Retirement Clearinghouse, a Charlotte, N.C.-based advisor to plan sponsors, notes the Social Security Administration recently announced it would stop a letter-forwarding program that plan sponsors have relied on to locate participants of orphaned accounts. The IRS made a similar decision.
To address the void left by the government, and to meet the mounting demand of plan sponsors, RCH has launched an Internet-based search service to locate those missing participants. The new service taps national records on address changes, commercial databases, and social media capabilities.
J. Spencer Williams, RCH's CEO, thinks his company has the answer to the mounting issue of orphaned accounts. "This is the most thorough, cost-effective search capability available to plan sponsors today," he said in a statement.
How the market might respond to RCH's service remains to be seen.
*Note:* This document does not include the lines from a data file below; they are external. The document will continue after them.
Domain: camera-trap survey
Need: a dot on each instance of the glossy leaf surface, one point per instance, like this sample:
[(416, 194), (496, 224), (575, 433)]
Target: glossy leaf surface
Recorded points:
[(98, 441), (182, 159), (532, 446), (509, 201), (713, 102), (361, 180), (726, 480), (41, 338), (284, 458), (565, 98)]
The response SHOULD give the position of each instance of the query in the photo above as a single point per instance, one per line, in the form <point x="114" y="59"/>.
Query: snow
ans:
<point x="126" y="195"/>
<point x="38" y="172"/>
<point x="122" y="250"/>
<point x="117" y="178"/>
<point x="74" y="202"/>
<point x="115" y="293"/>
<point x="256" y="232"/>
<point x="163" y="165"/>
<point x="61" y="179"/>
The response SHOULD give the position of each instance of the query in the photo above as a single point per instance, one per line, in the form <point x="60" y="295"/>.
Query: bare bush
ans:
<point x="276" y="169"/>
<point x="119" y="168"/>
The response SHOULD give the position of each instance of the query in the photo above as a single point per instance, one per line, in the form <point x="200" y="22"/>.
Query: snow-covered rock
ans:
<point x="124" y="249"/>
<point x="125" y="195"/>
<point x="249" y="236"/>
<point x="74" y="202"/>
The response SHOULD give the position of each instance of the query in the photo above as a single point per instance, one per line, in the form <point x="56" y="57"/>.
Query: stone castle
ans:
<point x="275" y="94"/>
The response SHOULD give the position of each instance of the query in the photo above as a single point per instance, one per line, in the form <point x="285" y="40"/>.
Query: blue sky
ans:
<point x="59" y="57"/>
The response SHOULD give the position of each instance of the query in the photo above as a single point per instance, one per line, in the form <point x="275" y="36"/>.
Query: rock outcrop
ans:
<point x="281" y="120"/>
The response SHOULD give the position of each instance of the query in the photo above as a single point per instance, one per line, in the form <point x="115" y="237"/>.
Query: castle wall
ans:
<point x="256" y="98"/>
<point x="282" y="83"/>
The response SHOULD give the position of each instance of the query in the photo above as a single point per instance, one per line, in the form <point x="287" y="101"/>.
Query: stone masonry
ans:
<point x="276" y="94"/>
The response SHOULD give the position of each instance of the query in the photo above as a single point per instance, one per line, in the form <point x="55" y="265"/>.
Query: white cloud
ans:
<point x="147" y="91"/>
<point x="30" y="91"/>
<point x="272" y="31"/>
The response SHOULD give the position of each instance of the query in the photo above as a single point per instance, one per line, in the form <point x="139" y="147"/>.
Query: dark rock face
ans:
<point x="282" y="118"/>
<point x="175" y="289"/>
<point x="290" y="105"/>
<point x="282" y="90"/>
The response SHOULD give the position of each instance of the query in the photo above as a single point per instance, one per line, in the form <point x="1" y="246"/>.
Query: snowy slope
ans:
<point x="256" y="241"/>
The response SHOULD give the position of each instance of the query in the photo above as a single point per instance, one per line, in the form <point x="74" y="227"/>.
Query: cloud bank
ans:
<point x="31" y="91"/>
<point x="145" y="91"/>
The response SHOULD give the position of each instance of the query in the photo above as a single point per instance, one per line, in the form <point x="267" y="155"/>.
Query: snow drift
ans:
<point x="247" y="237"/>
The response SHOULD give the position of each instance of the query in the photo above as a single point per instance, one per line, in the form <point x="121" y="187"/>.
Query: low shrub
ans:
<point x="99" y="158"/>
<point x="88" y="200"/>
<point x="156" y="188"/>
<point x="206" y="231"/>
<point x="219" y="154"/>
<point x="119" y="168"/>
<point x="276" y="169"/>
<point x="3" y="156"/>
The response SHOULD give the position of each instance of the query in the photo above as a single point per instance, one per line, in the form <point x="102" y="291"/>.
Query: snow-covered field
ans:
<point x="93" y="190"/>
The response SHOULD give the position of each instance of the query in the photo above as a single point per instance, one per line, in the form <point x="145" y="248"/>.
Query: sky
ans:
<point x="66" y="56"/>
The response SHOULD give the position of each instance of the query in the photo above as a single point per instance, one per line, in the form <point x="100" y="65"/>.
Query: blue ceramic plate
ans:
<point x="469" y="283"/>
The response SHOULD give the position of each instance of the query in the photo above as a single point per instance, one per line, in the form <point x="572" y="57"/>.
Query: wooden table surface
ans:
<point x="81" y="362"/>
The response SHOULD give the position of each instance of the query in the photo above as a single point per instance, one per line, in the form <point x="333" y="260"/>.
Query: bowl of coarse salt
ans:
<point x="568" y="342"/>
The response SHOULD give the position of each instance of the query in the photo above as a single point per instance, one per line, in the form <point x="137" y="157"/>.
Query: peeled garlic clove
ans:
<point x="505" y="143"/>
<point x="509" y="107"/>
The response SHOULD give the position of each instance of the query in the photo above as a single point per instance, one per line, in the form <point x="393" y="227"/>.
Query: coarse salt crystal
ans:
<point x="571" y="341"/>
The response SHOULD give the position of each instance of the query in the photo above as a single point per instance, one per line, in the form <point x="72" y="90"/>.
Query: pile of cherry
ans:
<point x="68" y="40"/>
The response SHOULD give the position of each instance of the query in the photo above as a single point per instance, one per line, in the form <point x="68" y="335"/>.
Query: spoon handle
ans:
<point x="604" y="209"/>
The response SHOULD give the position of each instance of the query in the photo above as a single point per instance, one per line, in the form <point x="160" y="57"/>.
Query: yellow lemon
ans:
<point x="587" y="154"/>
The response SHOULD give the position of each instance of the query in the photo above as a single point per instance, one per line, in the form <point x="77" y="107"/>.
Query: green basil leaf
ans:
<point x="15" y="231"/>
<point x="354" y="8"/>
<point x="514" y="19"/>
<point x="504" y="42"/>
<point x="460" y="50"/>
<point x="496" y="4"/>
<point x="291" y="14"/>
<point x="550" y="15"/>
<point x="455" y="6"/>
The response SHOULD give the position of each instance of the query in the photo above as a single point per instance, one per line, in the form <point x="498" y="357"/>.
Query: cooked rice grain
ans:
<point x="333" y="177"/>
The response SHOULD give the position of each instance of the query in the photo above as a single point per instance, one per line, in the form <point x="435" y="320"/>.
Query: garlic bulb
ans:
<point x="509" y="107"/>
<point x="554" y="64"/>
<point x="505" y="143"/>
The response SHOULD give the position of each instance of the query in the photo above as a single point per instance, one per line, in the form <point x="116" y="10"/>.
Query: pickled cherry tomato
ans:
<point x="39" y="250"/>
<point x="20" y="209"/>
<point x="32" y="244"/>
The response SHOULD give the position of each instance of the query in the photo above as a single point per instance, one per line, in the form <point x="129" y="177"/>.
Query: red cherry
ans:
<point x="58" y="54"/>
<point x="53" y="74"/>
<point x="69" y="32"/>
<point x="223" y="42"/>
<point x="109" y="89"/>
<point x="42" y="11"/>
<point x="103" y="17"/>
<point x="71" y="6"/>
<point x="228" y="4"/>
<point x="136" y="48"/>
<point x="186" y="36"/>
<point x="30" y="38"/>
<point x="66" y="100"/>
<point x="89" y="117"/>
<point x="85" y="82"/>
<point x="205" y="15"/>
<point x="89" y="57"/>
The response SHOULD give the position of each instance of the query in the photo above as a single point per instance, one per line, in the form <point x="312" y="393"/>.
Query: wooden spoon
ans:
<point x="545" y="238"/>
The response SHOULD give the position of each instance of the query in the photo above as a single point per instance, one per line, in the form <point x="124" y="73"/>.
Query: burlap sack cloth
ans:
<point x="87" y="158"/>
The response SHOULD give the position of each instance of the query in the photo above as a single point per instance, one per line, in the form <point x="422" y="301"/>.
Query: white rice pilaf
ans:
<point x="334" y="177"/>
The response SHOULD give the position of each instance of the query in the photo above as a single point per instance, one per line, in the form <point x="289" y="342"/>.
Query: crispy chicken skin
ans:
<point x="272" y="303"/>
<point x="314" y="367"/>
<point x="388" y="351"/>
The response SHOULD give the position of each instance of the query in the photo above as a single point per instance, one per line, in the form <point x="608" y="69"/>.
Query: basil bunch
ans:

But to alleviate the growing risk to plan sponsors, the private market is going to have to do more to fill the gaps left by government. Even against the strains on the labor force since the recession, the U.S. maintains an average workforce attrition rate of 23 percent, according to Terry Dunne, a managing director at Millennium Trust, an IRA provider out of Oak Brook, Ill.
"Over the course of three to five years, if you kept everyone in the plan that has left, you'd have more former employees in the plan than actual employees. Plans were never designed to provide benefits to former employees," said Dunne.
Sponsors are required by law to maintain retirement accounts worth more than $5,000 until enrollees reach retirement, even if they leave the company. Fiduciary laws also require sponsors to maintain outreach and educational campaigns to the orphaned accounts. The cost of doing so, seemingly small to each individual account, adds up quickly, leaving dramatic liabilities on balance sheets.